Ubu Cornudo

Editorial La Bondiola

Ubu Cornudo

de Alfred Jarry

ACTO QUINTO

Escena I

ACHRAS, REBONTIER.

Entre tanto Memnón ha vuelto a levantarse, se ha reajustado su casco y sus botas de pocero y va a hacer señales a la puerta.

REBONTIER - Señor, he asistido a un espectáculo bien curioso.

ACHRAS - Señor, creo, fíjese usted, que he visto precisamente el mismo. De todas formas siga diciendo. Veremos si era el mismo o no.

REBONTER - Señor, en la estación de Lyon he visto abrir a los aduaneros una momia expedida ¿Adivina usted a nombre de quién?

ACHRAS - Creo que he oído decir que iba destinada al Señor de L'Echaudé.

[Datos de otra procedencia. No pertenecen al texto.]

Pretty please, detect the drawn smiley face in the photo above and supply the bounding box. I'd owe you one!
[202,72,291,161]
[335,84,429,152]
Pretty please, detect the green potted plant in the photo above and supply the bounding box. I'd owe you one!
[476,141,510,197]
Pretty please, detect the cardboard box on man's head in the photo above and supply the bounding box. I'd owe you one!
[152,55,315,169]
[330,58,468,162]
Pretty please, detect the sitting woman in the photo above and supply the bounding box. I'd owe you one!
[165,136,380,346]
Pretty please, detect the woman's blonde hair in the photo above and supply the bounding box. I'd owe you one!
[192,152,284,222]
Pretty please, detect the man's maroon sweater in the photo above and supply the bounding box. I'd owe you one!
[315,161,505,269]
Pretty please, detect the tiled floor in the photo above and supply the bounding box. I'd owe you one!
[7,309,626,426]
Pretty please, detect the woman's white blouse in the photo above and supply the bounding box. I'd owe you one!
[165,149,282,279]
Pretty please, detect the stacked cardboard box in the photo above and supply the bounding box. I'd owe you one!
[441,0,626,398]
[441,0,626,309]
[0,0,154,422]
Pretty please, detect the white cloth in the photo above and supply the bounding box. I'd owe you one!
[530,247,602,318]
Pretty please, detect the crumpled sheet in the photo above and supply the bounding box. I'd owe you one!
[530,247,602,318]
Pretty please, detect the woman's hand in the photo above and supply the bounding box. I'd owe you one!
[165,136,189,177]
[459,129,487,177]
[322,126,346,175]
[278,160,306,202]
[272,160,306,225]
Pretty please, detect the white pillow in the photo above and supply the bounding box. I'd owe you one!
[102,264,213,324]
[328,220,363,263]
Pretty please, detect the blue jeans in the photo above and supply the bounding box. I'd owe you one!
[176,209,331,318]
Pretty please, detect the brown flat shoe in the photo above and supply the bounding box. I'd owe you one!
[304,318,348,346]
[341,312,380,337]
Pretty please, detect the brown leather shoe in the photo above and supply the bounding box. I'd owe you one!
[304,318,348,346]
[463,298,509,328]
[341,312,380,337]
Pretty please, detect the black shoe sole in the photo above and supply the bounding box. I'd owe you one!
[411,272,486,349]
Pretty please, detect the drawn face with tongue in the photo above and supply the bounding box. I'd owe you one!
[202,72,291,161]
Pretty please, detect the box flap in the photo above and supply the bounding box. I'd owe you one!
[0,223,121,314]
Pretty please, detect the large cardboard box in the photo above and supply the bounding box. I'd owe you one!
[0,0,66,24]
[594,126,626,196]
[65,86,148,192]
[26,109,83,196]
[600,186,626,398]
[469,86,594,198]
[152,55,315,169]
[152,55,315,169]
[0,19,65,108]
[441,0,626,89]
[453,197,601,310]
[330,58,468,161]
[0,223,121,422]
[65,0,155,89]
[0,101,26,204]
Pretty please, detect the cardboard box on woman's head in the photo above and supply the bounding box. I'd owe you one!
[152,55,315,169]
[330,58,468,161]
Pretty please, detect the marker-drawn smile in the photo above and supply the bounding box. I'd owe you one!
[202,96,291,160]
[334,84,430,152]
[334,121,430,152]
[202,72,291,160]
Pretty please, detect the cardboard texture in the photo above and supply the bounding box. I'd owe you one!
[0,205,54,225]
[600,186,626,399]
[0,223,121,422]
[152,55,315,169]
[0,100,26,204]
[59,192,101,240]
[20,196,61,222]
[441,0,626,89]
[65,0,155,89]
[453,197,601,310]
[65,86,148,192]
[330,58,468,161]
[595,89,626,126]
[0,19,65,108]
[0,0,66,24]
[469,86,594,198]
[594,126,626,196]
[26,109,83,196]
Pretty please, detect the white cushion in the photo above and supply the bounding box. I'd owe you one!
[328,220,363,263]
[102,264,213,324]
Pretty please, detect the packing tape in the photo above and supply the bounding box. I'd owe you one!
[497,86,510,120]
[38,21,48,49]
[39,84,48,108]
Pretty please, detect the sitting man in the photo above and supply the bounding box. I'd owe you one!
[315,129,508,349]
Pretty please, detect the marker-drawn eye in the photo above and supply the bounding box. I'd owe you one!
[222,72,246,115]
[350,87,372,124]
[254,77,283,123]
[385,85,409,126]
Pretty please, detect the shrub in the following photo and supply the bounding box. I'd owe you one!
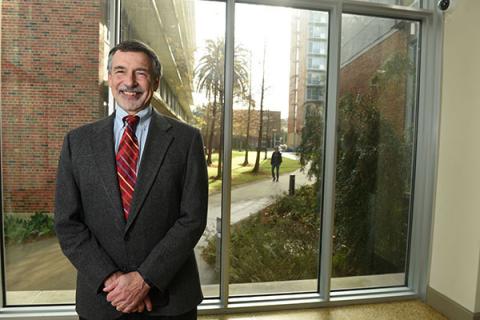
[202,185,320,283]
[4,212,55,243]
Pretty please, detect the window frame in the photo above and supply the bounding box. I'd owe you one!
[0,0,443,319]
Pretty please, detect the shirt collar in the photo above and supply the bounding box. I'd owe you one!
[115,104,153,126]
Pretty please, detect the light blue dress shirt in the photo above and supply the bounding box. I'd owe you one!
[113,104,153,172]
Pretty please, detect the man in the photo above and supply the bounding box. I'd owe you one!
[55,41,208,320]
[270,147,282,182]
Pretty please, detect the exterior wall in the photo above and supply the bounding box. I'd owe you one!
[233,109,282,149]
[339,31,408,132]
[1,0,105,214]
[430,0,480,312]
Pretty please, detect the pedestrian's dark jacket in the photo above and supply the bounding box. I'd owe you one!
[270,151,282,166]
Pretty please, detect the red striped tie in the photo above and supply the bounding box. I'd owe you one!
[116,115,140,220]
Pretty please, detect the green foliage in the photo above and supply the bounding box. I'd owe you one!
[299,53,413,276]
[202,185,320,283]
[4,212,55,243]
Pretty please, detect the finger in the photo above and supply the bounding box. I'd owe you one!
[103,281,117,292]
[143,296,153,311]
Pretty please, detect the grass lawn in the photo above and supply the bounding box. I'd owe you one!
[208,151,300,193]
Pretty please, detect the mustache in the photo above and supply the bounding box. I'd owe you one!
[118,85,143,93]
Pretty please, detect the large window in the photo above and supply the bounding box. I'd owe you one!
[0,0,436,316]
[332,15,420,289]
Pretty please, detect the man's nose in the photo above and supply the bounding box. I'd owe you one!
[124,72,138,87]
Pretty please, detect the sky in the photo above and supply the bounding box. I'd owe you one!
[194,1,292,118]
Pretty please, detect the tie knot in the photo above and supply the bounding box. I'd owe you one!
[123,115,140,131]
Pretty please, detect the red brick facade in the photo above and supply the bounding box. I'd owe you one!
[339,31,408,132]
[1,0,105,214]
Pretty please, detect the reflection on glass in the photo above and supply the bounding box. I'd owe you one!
[332,15,420,289]
[0,0,110,305]
[1,0,225,305]
[352,0,423,8]
[120,0,225,297]
[199,4,328,296]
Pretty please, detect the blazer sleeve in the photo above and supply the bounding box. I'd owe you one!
[138,130,208,291]
[55,134,118,292]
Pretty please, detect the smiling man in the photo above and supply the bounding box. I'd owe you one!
[55,41,208,320]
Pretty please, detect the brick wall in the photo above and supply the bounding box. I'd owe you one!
[339,31,408,132]
[1,0,105,214]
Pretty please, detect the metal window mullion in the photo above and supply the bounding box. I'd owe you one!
[342,0,432,20]
[408,7,443,299]
[220,0,235,308]
[318,1,342,301]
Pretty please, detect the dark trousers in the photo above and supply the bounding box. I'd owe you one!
[272,165,280,181]
[79,308,197,320]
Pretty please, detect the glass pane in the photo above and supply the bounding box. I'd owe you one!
[120,0,225,297]
[332,15,420,289]
[0,0,111,305]
[203,4,328,296]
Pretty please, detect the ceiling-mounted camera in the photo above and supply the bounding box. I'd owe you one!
[437,0,451,11]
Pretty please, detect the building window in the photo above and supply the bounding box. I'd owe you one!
[307,56,327,70]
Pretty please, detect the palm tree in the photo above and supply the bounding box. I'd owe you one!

REBONTIER - Exactamente, Señor. Había ahí dentro un hombre y un mono disecados.

ACHRAS - ¿Un mono grande?

REBONTER - ¿Qué entiende usted por un mono grande? Son siempre de proporciones mediocres, reconocibles por su pelaje negruzco y su collar piloso blanco. La talla elevada es indicio de la tendencia del alma a elevarse hacia el cielo.

ACHRAS - Igual que las moscas, fíjese usted. ¿Quiere que le diga mi opinión? Creo mas bien que eran momias.

REBONTER - ¿Momias de Egipto?

ACHRAS - Sí, Señor. Y que así estaba previsto. Había una que  tenía aspecto de cocodrilo, fíjese usted, el cuerpo acorchado y el cráneo deprimido de los seres primitivos. La otra, Señor, fíjese usted, que tenia frente de un pensador y aspecto respetable, o por lo menos, la barba y d pelo brotaban canos.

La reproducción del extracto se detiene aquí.